It’s difficult to watch “Roe v. Wade” and not think of the other recent abortion movie, “Unplanned.” That 2019 movie told the true story of former Planned Parenthood facility director-turned-pro-life-advocate Abby Johnson and was an emotional and stirring gut punch. At the time, I wrote that I wasn’t sure it would convert a pro-abortion viewer into a pro-lifer. However, it could jolt someone out of a comfortable and casual abortion-is-bad attitude to a pro-life warrior who takes active steps to save unborn children fearfully and wonderfully made in God’s image.” “Roe v. Wade” may not change pro-abortion minds either, but I think it’s a valuable and instructive watch for believers in our fight against the taking of innocent life.
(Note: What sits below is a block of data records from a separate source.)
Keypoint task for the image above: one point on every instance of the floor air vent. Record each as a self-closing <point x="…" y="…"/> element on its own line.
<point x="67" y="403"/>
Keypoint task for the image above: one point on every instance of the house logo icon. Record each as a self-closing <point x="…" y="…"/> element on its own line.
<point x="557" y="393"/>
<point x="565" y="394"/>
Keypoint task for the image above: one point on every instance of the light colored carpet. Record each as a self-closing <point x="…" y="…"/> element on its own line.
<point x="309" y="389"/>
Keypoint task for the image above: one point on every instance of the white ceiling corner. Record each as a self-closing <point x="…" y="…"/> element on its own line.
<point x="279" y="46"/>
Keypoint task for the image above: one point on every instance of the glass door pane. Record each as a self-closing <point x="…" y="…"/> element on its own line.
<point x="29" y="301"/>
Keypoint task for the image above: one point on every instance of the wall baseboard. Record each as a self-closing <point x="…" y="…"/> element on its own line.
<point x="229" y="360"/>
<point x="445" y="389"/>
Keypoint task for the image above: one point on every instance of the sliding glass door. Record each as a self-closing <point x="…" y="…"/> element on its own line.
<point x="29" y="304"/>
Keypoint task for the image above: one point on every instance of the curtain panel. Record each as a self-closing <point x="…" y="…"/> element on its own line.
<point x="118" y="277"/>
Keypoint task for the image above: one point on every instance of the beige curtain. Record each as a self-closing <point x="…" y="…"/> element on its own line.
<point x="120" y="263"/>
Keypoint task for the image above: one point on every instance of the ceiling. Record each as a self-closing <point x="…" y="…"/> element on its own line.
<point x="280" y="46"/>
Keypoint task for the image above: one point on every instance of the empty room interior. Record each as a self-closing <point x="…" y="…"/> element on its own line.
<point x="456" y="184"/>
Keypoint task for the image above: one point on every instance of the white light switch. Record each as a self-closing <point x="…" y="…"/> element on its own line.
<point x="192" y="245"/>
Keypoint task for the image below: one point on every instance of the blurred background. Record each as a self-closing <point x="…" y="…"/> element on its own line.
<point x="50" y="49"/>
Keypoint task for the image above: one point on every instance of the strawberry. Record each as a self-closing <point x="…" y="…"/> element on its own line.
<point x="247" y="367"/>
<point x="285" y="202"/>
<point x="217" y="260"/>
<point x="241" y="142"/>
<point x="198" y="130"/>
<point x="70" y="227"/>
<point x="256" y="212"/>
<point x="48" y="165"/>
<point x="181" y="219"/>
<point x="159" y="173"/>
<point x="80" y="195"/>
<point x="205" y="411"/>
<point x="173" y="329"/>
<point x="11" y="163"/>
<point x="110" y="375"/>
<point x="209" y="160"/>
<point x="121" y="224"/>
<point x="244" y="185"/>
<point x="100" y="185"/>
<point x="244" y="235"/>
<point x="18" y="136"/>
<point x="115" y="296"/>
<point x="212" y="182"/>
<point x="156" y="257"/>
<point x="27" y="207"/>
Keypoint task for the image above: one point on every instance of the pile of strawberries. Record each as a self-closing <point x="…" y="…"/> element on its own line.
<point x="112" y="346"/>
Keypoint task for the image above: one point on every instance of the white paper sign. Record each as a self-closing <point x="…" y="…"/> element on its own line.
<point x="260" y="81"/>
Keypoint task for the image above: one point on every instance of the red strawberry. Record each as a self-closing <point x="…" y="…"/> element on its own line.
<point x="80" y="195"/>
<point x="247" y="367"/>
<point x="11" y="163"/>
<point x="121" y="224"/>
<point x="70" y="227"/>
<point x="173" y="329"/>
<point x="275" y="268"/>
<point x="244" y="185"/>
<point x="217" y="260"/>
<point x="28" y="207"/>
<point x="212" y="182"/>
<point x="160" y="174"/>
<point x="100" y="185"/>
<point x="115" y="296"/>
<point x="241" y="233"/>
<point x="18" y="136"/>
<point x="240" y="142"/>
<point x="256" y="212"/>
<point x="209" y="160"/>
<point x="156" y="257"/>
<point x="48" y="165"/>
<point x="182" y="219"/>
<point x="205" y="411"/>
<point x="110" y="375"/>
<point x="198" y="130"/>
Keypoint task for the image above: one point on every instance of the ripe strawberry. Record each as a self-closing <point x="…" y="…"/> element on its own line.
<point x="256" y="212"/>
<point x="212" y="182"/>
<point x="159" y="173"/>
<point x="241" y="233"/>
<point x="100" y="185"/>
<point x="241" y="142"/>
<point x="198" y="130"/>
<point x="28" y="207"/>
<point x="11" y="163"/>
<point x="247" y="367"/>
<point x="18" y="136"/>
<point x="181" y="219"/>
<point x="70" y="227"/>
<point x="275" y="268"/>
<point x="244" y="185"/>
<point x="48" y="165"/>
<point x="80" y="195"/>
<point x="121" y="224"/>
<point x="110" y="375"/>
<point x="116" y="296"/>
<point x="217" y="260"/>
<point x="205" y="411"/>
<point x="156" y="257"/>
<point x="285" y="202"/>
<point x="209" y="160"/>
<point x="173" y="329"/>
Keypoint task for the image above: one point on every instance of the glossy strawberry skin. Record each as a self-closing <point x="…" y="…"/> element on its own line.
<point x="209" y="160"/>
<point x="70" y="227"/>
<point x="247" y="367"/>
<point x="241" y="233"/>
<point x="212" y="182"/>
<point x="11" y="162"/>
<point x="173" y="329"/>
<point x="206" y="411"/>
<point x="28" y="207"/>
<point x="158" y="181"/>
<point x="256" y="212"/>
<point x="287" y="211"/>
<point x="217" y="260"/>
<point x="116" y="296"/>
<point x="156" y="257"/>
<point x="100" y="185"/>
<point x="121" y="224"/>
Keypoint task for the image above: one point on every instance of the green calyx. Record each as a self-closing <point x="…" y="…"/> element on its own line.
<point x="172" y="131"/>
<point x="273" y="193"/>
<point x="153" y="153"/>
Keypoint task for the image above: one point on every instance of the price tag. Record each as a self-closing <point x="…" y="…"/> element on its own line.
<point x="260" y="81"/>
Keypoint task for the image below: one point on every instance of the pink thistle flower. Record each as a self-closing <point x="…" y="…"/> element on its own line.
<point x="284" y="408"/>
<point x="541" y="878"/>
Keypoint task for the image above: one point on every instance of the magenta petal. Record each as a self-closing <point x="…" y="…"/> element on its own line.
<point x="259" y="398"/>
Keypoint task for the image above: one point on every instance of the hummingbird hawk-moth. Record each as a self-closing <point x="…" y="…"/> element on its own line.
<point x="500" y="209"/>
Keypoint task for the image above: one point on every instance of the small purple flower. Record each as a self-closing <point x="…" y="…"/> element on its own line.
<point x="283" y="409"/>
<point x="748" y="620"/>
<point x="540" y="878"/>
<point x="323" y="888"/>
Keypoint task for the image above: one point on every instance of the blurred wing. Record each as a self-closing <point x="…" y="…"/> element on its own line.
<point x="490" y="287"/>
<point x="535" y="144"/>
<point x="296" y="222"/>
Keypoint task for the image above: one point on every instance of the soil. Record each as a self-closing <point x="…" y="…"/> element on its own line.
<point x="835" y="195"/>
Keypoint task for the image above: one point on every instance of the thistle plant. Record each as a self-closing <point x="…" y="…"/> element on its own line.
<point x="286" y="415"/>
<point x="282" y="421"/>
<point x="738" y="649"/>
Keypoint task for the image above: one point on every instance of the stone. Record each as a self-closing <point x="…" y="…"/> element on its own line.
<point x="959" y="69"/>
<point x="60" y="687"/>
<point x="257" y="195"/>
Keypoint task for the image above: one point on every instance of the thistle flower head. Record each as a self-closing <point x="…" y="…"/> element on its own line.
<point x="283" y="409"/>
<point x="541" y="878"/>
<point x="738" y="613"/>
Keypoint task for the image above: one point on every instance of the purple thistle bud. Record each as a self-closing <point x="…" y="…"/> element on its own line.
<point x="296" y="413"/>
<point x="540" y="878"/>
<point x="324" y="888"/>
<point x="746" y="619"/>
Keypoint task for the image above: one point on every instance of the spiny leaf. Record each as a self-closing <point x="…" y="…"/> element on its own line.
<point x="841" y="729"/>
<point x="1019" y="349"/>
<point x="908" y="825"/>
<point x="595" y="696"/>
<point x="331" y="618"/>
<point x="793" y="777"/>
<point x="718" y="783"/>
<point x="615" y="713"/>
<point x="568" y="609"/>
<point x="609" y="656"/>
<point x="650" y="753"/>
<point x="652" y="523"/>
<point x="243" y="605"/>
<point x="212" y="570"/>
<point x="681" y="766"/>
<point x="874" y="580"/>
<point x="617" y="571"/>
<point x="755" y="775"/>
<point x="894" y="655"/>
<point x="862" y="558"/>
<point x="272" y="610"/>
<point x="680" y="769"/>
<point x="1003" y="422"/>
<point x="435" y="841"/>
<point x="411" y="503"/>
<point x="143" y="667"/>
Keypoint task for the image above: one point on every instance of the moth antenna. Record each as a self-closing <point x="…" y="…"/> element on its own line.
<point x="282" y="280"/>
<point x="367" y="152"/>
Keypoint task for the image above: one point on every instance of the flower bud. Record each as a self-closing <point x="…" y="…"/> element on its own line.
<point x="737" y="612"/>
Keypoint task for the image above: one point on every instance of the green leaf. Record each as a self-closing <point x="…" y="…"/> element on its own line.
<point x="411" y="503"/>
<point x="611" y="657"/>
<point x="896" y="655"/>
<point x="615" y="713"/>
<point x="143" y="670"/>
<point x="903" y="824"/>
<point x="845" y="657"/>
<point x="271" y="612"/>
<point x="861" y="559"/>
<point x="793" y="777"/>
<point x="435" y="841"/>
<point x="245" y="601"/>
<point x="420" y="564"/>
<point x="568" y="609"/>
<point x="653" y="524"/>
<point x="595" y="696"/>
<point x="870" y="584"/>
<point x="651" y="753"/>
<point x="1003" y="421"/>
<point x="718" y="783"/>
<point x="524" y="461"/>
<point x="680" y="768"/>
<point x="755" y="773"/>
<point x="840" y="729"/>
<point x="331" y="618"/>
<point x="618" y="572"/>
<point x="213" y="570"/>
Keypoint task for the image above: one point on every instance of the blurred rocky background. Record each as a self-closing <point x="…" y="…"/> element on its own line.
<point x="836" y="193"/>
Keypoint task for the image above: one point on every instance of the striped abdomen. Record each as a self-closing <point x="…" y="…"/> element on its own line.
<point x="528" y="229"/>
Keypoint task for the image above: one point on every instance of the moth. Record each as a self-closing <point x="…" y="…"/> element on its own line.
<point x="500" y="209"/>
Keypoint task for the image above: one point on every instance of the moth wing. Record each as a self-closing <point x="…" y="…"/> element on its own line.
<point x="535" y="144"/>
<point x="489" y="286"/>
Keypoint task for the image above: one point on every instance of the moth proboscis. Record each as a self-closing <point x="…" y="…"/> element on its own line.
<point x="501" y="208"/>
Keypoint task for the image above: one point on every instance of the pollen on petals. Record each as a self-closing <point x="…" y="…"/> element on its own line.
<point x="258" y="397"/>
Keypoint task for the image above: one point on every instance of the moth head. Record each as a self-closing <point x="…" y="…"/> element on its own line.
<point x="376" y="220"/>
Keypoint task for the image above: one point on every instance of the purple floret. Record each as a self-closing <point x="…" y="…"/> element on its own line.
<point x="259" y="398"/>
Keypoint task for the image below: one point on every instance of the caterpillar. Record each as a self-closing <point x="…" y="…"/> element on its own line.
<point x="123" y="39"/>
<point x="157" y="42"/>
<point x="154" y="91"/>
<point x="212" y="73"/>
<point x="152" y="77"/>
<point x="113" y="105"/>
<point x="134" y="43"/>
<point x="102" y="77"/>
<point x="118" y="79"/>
“Roe v. Wade” is based on the infamous case of the same name that legalized abortion nation-wide in 1973. It’s directed and narrated by Nick Loeb, who plays Dr. Bernard Nathanson, one of the real-life medical advocates for abortion of the era. He teams up with Larry Lader (Jamie Kennedy), Cyril Means (Octavius Prince) and radical feminist Betty Friedan (Lucy Davenport) in searching about for the perfect pawn to use to convince the courts that abortion must not only be legalized in extreme cases, but even on demand for any reason at any time.
And here we see what I believe to be “Roe v. Wade’s” true value: it’s a surprisingly effective illustration of how cultural, political and eventually legal change happens. It’s fascinating to see how groups that originally had no true stakes in each others’ fights (National Organization for Women, Planned Parenthood, and others) banded together to reframe the debate to ultimately change the law of the land. That change came about not through elected officials’ legislation, but through lies, leveraging the media and manipulations. And not just manipulation of people, but words (the morphing of pro-abortion to pro-choice) and the law (that the right to privacy somehow equals the right to abortion). In the movie and in real life, pro-lifers were playing checkers and the abortion advocates were playing chess. Christians would do well to learn this lesson, and learn it quickly: We’re currently re-living it as we watch the LGBT+ revolution play out in politics and culture.
As a piece of entertainment, we can nitpick if we want: the flashback stories that bookend the story aren’t necessary, and there is a lot of exposition and explaining through the narration. This is a necessity in a movie about a 50-year-old legal battle, but it still takes you out of the story a bit. On the plus side, the story moves relatively quickly, and I never got bored. The cast aren’t exactly what I’d call Hollywood’s A-listers, but there were plenty of faces I recognized: Joh Voight, Joey Lawrence, Stacey Dash, Robert Davi and Steve Gutenberg.
I will note that this isn’t an explicitly “Christian” take on abortion. There is no apologetics lesson built around “Thou shalt not kill” or talk of being “knit together in my mother’s womb.” One pro-life character actually says – twice! – “We need to take God out of the argument.” The theological underpinnings that are actually there are all very Catholic (this is understandable given that at the time, they were much more mobilized in the fight for life than evangelicals). Instead, this is a political story. As long as you go in with the right expectations, you won’t be disappointed.
“Roe v. Wade” was released April 1, and is available for streaming rental on Amazon. It carries a rating of PG-13, but it’s mostly for the rightly disturbing descriptions of abortion. It might make a valuable teaching tool for parents, but they should screen it first to ensure its appropriateness for their family.